= Ray Kingsmith =

Canadian politician & curler (1927–1988)

Raymond Arthur Kingsmith (June 28, 1927 – May 3, 1988) was a politician and curler from Alberta, Canada. He was instrumental in helping curling become an Olympic sport.

Kingsmith was born in Queenstown, Alberta, to George and Clara. He moved to Calgary in 1944, and worked for Cominco for 42 years, retiring in 1987. He was educated at Garbutt College in Calgary, where he received a business diploma.

==Politics==
Kingsmith ran for a seat in the Legislative Assembly of Alberta in the 1971 Alberta general election for the Social Credit Party. He decided to take on incumbent Bill Dickie in Calgary-Glenmore who had crossed the floor two years earlier from the Liberals to the Progressive Conservatives. Dickie won re-election easily, Kingsmith finished second out of the three fielded candidates taking 35% of the vote.

==Curling==
Kingsmith curled competitively from 1955 to 1964, but was never on a team that could make it out of zone playdowns. After his competitive career, he moved to the organizational aspect of the game.

Kingsmith served as president of the Canadian Curling Association from 1983 to 1984, served as president of the Calgary Curling Club and the Southern Alberta Curling Association from 1966 to 1967. He was co-chairman of the 1987 Canadian Olympic Curling Trials and served as volunteer-chairman for the curling tournament at the 1988 Winter Olympics. He was inducted in 1983 to the Alberta Sports Hall of Fame under the curling category. He was inducted into the Canadian Curling Hall of Fame in 1986 and 1994 under the builder category.
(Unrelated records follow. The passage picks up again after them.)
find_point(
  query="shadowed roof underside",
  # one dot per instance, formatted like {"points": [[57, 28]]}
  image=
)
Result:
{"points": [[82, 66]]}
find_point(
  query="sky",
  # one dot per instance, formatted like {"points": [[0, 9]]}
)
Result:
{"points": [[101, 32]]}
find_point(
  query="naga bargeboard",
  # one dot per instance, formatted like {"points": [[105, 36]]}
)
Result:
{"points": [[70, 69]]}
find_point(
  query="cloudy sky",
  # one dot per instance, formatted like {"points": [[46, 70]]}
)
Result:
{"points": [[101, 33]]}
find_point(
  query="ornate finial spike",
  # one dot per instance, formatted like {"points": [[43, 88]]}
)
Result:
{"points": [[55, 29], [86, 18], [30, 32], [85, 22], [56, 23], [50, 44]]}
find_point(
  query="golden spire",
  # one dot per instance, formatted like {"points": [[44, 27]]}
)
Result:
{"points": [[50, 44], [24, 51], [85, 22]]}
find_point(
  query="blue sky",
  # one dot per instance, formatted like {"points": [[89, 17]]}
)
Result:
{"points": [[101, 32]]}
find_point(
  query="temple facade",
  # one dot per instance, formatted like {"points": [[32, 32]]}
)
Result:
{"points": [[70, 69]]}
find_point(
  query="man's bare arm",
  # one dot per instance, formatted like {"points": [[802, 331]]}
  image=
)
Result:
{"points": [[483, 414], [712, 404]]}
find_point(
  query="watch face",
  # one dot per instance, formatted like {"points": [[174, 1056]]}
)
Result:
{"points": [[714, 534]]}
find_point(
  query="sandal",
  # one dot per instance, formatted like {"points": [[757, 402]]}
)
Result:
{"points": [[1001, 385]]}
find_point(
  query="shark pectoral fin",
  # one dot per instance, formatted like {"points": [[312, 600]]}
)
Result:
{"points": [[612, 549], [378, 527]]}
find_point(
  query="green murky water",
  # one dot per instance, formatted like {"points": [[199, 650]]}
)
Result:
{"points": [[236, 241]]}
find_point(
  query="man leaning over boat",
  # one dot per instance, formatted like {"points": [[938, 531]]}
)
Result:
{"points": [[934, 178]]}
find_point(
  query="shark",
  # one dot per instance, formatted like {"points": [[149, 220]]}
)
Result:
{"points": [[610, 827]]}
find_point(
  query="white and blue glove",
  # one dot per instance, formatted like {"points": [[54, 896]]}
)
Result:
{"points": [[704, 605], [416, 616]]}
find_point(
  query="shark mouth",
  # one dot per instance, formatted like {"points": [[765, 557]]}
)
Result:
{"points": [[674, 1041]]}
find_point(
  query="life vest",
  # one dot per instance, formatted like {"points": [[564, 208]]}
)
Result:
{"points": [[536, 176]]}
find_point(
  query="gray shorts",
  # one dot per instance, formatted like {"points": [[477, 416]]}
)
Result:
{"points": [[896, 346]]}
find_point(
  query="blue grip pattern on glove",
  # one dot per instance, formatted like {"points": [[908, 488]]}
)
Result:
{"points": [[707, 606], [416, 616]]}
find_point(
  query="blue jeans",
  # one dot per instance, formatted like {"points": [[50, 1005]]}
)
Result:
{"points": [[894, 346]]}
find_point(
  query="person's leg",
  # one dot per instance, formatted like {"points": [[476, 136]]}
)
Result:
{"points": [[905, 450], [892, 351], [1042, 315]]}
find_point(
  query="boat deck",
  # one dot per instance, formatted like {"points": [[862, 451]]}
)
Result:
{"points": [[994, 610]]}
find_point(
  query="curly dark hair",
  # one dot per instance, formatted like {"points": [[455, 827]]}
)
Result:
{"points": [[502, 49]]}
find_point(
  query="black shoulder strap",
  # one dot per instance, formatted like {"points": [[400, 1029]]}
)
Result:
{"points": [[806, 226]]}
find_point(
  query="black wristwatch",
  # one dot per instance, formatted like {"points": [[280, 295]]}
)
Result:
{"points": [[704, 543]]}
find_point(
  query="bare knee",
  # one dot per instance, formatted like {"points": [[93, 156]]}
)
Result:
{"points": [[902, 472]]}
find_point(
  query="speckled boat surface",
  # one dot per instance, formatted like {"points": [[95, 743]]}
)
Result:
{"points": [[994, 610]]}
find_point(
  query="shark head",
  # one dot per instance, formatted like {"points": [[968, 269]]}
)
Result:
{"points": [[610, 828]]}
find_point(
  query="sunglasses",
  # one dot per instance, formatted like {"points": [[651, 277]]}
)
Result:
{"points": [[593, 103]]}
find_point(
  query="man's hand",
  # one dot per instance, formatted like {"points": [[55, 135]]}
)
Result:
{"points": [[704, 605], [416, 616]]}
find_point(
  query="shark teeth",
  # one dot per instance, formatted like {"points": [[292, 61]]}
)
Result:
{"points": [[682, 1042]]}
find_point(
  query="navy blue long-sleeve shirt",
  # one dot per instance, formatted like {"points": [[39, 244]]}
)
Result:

He died of lung cancer at Rockyview Hospital in Calgary in 1988 at the age of 60. Kingsmith was posthumously awarded the World Curling Freytag Award in 2011, and was inducted into the WCF Hall of Fame the next year.

The Kingsmith Memorial Golf Tournament is named in his honour and held annually to raise money for a scholarship in his name. In addition to curling, Kingsmith was a little league baseball coach, umpire and administrator.

==Personal life==
He was married to Nancy, and had four children.